Le code du travail est de fait ignoré et souvent hors de portée de la plupart des managers et n'est pas respecté par la quasi totalité des entreprises. Par exemple, 2/3 des entreprises contrôlées par l'URSSAF font l'objet d'un redressement – il ne s'agit pas nécessairement de fraudes, car nombre de calculs de paye sont complexes -. Selon le rapport de l'inspection du travail, les observations les plus fréquentes, faites en 2009, concernent : l’évaluation des risques (R.4121-1), l’affichage des noms du médecin du travail, des secours d’urgence et de l’inspection du travail compétente (D.4711-1) et la tenue du registre unique du personnel (L.1221-13). Quant aux infractions à la législation du travail les plus souvent constatées, elles concernent : le travail illégal (L. 8221-1 et autres), les équipements de travail liés aux travaux temporaires en hauteur (R. 4323-58 et autres) et les obstacles à l’accomplissement des devoirs d’un agent de contrôle (L.8114-1). http://www.travail-emploi-sante.gouv.fr/IMG/pdf/ Rapport_au_BIT_intranetW_28022011.pdf).
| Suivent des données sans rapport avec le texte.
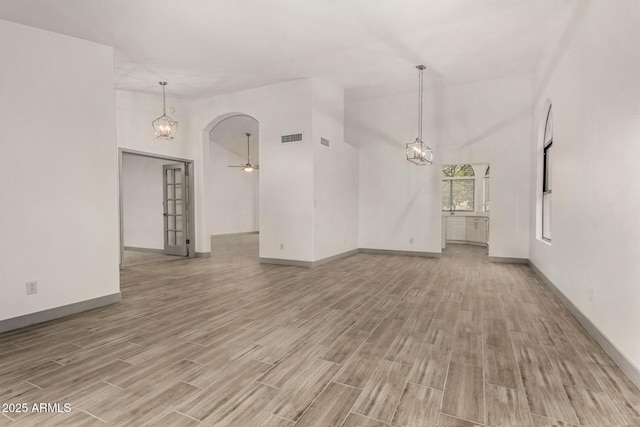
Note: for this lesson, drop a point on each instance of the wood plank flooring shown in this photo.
(370, 340)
La solution n'est pas dans l'éradication du code du travail comme le souhaitent ces mêmes managers capitalistes, mais dans la suppression des rapports de production capitalistes, la suppression des entreprises comme unités économiques de base autonomes de la production sociale. Il va de soi que le droit qui repose sur ces rapports de production et les légitime sera lui aussi bouleversé.

[85] En matière d'économie de la panique, il a un bon maître en la personne de Jacques Attali (cf. annexe 2 en fin de texte)

[86] Évidemment, rien n'est moins sûr que les salariés puissent l'entendre de cette oreille, même s'il s'agit de l'oreille directrice. Il existe une concurrence entre employeurs dont les salariés peuvent profiter en changeant de travail, d'autre part, ils n'ont guère de motivation pour subir la double peine (machine à rendre du profit, tendance à abaisser le prix de la force de travail au dessous de sa valeur quand tout va bien, baisse brutale au dessous de la valeur sans autre garantie qu'un espoir de retour à meilleure fortune quand tout va mal). Marx montrait que justement les prolétaires devraient obtenir dans les phases d'expansion de l'accumulation du capital, un salaire au dessus de la valeur afin de compenser les pertes dans les périodes de crise. C'est, pour une part, ce qui est réalisé avec l'assurance chômage mais que le prolétariat ne contrôle plus puisque les bureaucraties syndicales corrompues l'y représentent.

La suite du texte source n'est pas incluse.